Creating a predictive future with big data
Top HKUST computer scientist reveals extraordinary power of Web phenomenon and its applications in different industries
Recent years have seen a rapid increase in heterogeneous data over the Web of an unexpected scale and complexity. Such big data is everywhere, generated from all kinds of sources and applications such as social network services and cloud services.
Big data – is it just a marketing buzzword, a technical term – or does it carry a more important meaning?
“Big data will be a game-changer as we move further into the future,” says Qiang Yang, Hong Kong University of Science and Technology’s (HKUST) chair professor and head of computer science and engineering. “It creates new possibilities in many walks of life, all because of its predictability.”
In the healthcare industry, for example, big data predictive analytics is just about everywhere. From flagging drug interactions to predicting sepsis, from modelling emergency department use to triggering an automated phone call for a mammogram reminder, healthcare providers are leveraging patient data for an astounding array of care tasks.
The emergence of big data also presents massive opportunities for investors in the stock market, enabling traders to identify the best companies in which to invest.
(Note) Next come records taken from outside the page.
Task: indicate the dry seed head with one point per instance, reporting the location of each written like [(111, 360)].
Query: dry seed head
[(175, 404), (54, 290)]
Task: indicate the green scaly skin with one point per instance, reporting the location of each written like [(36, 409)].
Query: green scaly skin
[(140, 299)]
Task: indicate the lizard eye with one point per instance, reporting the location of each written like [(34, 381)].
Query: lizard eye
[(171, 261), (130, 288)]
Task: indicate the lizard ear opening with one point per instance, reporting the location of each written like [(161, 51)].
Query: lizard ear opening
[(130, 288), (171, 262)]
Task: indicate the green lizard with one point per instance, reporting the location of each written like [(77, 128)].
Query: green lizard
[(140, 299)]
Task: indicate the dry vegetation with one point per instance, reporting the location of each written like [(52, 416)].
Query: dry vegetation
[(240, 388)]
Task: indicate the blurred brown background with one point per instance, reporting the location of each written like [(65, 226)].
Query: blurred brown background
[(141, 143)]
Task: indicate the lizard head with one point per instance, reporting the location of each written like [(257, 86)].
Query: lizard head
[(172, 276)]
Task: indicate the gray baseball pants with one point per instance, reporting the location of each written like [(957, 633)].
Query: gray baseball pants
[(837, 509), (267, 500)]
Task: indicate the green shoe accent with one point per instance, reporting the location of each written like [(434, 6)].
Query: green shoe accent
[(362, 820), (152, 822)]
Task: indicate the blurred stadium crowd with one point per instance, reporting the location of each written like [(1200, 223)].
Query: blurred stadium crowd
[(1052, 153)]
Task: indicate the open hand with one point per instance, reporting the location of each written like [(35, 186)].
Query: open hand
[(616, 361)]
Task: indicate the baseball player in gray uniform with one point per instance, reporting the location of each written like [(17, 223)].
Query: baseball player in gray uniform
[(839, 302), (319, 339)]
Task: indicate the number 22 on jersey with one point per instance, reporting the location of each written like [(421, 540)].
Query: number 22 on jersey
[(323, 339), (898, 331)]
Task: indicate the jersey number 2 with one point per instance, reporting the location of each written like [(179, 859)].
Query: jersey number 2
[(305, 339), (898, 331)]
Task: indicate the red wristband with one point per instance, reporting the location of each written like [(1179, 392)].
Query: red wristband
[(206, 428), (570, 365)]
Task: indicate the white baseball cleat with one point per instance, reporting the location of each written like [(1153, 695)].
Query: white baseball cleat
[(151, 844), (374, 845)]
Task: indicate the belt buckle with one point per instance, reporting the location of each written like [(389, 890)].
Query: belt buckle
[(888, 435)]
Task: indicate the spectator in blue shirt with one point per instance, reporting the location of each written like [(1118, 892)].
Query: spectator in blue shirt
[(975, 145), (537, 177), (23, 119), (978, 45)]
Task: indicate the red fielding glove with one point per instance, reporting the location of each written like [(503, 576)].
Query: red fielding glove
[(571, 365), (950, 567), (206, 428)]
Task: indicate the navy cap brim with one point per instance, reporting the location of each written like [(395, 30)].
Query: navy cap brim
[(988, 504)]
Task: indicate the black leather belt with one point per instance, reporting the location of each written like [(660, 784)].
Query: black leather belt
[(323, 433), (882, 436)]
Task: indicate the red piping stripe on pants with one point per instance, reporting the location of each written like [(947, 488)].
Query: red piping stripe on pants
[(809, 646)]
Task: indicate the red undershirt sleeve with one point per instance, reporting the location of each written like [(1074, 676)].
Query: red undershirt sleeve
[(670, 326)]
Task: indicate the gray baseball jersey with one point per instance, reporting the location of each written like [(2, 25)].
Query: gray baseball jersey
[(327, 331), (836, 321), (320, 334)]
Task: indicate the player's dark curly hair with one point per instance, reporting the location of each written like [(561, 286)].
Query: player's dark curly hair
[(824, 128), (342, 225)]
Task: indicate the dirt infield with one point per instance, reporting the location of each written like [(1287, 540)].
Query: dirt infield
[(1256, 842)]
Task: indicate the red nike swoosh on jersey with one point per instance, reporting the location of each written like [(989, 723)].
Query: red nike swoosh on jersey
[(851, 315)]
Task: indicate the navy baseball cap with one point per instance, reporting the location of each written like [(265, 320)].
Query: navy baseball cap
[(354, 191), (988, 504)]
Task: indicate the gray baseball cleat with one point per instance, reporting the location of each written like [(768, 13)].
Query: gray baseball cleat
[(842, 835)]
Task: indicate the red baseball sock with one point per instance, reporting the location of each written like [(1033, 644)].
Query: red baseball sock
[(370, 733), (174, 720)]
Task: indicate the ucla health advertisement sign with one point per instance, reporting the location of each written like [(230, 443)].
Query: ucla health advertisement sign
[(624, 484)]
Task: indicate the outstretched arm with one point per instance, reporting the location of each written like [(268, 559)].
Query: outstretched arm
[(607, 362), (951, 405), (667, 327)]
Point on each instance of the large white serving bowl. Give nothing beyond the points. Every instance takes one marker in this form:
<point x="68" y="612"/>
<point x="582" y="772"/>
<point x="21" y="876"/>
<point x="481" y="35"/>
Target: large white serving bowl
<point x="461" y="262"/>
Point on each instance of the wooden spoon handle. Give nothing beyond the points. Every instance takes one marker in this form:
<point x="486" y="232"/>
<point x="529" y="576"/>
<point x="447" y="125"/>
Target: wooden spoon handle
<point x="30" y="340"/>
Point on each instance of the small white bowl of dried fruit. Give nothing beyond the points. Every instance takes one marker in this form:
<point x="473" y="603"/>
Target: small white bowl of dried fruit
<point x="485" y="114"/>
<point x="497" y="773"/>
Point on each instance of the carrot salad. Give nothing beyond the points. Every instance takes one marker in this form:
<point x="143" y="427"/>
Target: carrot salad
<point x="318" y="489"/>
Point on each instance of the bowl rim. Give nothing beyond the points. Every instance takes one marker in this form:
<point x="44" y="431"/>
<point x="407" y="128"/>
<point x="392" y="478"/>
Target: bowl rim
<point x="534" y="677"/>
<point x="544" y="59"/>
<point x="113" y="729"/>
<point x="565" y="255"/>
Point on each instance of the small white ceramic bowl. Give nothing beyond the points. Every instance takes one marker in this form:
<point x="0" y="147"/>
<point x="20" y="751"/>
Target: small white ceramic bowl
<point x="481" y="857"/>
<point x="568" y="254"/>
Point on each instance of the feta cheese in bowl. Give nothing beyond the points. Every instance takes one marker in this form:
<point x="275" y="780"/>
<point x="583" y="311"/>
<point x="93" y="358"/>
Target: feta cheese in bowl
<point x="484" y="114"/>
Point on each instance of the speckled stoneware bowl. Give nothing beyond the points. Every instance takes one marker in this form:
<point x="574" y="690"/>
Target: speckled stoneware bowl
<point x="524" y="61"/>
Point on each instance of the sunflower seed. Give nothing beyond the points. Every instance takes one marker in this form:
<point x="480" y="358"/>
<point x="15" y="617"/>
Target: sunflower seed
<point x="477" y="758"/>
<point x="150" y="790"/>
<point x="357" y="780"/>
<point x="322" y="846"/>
Big data technologies are also harnessed by internet giants such as Amazon, Alibaba and Taobao to read customers’ minds in order to tweak marketing campaign offers, refine operations, minimise risks and engage new customers.
“The magic of big data analytics lies in its ability to provide actionable insights for tomorrow based on today’s figures,” says Yang. “While big data is always discussed based on the 4Vs – volume, variety, velocity and veracity – its true value goes beyond these aspects.”
Yang suggests that a larger focus should be put on the business values of big data, its real-time nature and the integration of different data to create new opportunities.
Illustrating how creativity and imagination are essential for getting the most from big data analytics, Yang cites several interesting examples.
“Imagine that traffic jams can be mitigated by forecasting the number of cars on the road at different times of the day, that firemen can detect false alarms, that teachers can identify the most difficult chapters for students by tracking the most frequently visited sections on the online learning platform,” he says.
However, while most cities around the world are already unlocking the power of big data to gain competitive advantages, Hong Kong has only just embarked on this journey. “Despite the availability of basic technologies, we have yet to see the widespread application of big data analytics here,” Yang stresses.
If the main bottleneck is not in technology, what else can be done to step up big data momentum in the territory? The answer is “talents”.
“While market competition and business globalisation create huge demand for big data processing, we need the right skills to turn theory in practice,” says Yang, emphasising that big data analytics is an interdisciplinary subject which not only requires computer sciences, but also competence in maths, statistics and specific areas such as civil engineering and healthcare.
In order to address the challenges related to big data, and develop edge cutting technologies for deriving the maximum benefit while reinforcing its vision of preparing students to lead the world from Asia, the HKUST computer science and engineering department is launching two new courses with a special focus on big data technologies in the 2016-17 school year, including a master course and a minor programme. Candidates with good computer science working experience can apply for the master course. Both courses include internships.
It is hardly surprising that Hong Kong has a large demand for big data talents. For example, the Hong Kong Jockey Club has already asked to employ graduates of HKUST’s new big data courses. All in all, graduates of the new courses should have no worries about their career path.
“As a major organisation in Hong Kong, the Jockey Club posts a huge demand for big data analytics,” Yang says. “Internally, they have to analyse customer data to compile optimal customer services programmes. Big data analytics is also essential for maintaining horses in good health.”
Yang adds: “Externally, big data analytics offers many benefits to Hong Kong Jockey Club’s charity campaigns. For example, it can identify those elderly people with the most urgent needs, their location and living conditions. Big data analytics also helps the Jockey Club to better manage its voluntary task force so as to ensure the best division of labour and allocation of resources.”
Some people believe that big data analytics is only required by large enterprises and multinational companies. In view of the fact that more than 90 per cent of enterprises in Hong Kong are small and medium-sized businesses, many wonder how the best use can be made of it here. However, Yang emphasises that all types of companies should embrace big data technologies.
He also says that entertainment companies can use big data analytics to identify the most popular types of TV programmes and explore the best direction for future shows. Different government departments also have their own specific demands for big data analytics.
Yang has been involved in much big data-related research, with the focus on integrating different types such as text and graphics to transfer knowledge from one domain to another, as well as finding ever-more innovative ways to use it.
Furthermore, he was also involved in the joint project by HKUST and Digital China to foster the development of smart city in Hong Kong and mainland China based on big data technologies. He also played a key role in an earlier joint project involving HKUST and French-based Thales to develop big data technologies for smart cities with a focus on transportation and security. HKUST is the sole university partner in Hong Kong in this initiative.
“Big data will make the future work for us all if we continue seizing its strategic possibilities,” Yang says.